How to equitably resolve the Black Lives Matter funding scandal using Ethereum: a lesson for future movements.
A funding scandal is about to engulf the Black Lives Matter movement, a diverse informal network of activists, NGOs, foundations and unaffiliated protesters who are behind the civil rights protests of our era.
The kindling for the eruption was laid in a recent Associated Press article entitled: “AP Exclusive: Black Lives Matter opens up about its finances.” The article revealed that The Black Lives Matter Global Network Foundation raised $90 million in 2020. This significant sum understandably surprised many activists in the diffuse movement that began many years ago and recently experienced a rebirth during the George Floyd protests.
Some grassroots activists in Ferguson are not surprised—they are angry. Most prominently, the father of Mike Brown and other early organizers in the initial Ferguson protests that first manifested the Black Lives Matter meme in the streets demanded that the The Black Lives Matter Global Network Foundation give them $20 million in compensation.
Here’s an article about their demand and the video they posted:
It’s too early to tell whether the BLM funding scandal will simmer down into suppressed resentments or boil over into an uncivil conflict.
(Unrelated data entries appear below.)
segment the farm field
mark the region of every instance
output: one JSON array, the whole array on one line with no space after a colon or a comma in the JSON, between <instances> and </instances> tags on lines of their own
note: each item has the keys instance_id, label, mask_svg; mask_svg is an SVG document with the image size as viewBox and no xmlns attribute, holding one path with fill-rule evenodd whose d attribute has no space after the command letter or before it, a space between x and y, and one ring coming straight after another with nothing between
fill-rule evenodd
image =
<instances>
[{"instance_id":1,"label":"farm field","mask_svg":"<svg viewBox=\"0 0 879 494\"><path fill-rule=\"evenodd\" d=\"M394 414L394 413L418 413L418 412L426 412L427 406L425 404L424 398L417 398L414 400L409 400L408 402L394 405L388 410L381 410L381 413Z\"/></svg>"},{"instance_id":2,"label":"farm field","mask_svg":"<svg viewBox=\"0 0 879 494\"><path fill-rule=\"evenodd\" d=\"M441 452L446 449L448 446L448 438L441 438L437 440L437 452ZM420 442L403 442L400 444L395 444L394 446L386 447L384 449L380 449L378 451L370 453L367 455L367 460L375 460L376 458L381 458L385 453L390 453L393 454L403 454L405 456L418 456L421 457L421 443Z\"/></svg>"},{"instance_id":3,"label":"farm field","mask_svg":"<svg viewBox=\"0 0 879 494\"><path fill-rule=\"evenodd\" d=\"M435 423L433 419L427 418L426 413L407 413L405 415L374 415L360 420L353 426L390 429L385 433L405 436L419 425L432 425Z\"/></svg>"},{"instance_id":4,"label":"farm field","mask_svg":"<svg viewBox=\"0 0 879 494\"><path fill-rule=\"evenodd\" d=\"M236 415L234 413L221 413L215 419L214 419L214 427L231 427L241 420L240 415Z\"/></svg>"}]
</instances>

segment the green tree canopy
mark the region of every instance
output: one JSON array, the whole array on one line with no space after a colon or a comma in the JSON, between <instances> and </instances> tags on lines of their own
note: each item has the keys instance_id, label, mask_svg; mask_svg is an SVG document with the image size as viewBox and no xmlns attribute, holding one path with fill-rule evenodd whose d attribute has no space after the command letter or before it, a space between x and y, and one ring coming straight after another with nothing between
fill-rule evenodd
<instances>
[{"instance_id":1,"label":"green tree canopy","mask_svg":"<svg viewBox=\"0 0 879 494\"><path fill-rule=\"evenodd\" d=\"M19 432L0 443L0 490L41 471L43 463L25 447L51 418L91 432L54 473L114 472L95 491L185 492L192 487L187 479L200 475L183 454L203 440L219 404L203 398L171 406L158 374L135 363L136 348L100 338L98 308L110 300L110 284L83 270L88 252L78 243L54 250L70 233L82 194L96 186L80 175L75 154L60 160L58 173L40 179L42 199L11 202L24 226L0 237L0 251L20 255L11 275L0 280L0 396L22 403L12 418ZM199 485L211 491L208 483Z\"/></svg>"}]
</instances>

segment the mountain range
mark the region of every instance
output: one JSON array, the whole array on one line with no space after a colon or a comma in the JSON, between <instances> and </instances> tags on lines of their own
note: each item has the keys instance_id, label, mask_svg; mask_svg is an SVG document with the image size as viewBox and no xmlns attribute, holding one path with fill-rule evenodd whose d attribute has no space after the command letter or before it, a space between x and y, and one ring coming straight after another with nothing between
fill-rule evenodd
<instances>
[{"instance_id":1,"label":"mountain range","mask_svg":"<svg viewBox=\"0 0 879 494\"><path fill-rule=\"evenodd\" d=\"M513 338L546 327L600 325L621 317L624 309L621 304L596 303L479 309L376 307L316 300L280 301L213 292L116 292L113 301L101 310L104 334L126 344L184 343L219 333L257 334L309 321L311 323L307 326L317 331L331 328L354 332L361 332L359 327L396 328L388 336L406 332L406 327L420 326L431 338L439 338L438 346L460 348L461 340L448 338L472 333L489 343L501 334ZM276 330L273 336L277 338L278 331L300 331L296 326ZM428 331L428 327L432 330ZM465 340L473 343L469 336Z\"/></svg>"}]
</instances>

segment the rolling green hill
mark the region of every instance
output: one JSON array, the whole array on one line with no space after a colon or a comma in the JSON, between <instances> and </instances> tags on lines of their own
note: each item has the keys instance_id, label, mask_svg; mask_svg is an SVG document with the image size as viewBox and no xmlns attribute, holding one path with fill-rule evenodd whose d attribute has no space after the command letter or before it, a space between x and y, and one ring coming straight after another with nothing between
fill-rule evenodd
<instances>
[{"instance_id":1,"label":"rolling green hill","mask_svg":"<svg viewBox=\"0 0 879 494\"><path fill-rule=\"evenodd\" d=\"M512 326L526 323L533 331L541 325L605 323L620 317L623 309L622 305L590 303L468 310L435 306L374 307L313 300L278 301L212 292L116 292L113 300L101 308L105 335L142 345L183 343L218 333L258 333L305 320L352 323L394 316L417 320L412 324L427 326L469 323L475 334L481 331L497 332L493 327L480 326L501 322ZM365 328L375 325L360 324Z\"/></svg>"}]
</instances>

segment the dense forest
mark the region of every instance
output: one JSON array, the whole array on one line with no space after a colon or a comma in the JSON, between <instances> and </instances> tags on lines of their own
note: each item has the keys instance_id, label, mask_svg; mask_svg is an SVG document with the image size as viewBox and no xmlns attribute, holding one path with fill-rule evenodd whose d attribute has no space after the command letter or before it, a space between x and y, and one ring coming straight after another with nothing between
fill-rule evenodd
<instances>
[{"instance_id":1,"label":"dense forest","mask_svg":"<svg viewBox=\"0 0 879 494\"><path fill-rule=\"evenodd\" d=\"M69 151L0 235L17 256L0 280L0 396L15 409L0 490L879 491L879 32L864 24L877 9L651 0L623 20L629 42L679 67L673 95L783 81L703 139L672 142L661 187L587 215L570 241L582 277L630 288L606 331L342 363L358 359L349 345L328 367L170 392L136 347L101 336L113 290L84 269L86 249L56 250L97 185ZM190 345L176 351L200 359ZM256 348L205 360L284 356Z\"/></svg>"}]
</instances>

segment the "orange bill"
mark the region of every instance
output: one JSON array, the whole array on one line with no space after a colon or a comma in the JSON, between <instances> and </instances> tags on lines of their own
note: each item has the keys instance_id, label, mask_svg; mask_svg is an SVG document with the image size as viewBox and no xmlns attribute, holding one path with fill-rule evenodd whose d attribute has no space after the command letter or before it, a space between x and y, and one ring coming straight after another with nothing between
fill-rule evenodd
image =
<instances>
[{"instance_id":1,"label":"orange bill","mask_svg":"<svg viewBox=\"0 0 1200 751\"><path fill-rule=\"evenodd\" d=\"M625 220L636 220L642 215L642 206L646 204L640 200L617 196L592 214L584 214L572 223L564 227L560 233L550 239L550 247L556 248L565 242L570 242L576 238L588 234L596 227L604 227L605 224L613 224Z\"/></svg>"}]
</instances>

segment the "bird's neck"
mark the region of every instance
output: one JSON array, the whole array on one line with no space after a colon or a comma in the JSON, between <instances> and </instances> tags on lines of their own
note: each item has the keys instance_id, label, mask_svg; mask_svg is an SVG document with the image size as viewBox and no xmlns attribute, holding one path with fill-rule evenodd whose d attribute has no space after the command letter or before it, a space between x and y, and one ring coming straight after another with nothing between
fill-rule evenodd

And there is really no value in adopting a partisan position and blaming one side or the other. Truthfully, both sides are right. Activism takes a toll on a person: creators, founders and early movement participants all deserve to be rewarded and compensated.
Moreover, it is not reasonable to critique activists who acquire resources. It is obvious that resources allow for different kinds of activism to be attempted. And if any activist is given the opportunity to have a foundation with $90 million in assets then they should be encouraged by the movement to test out their theory of change.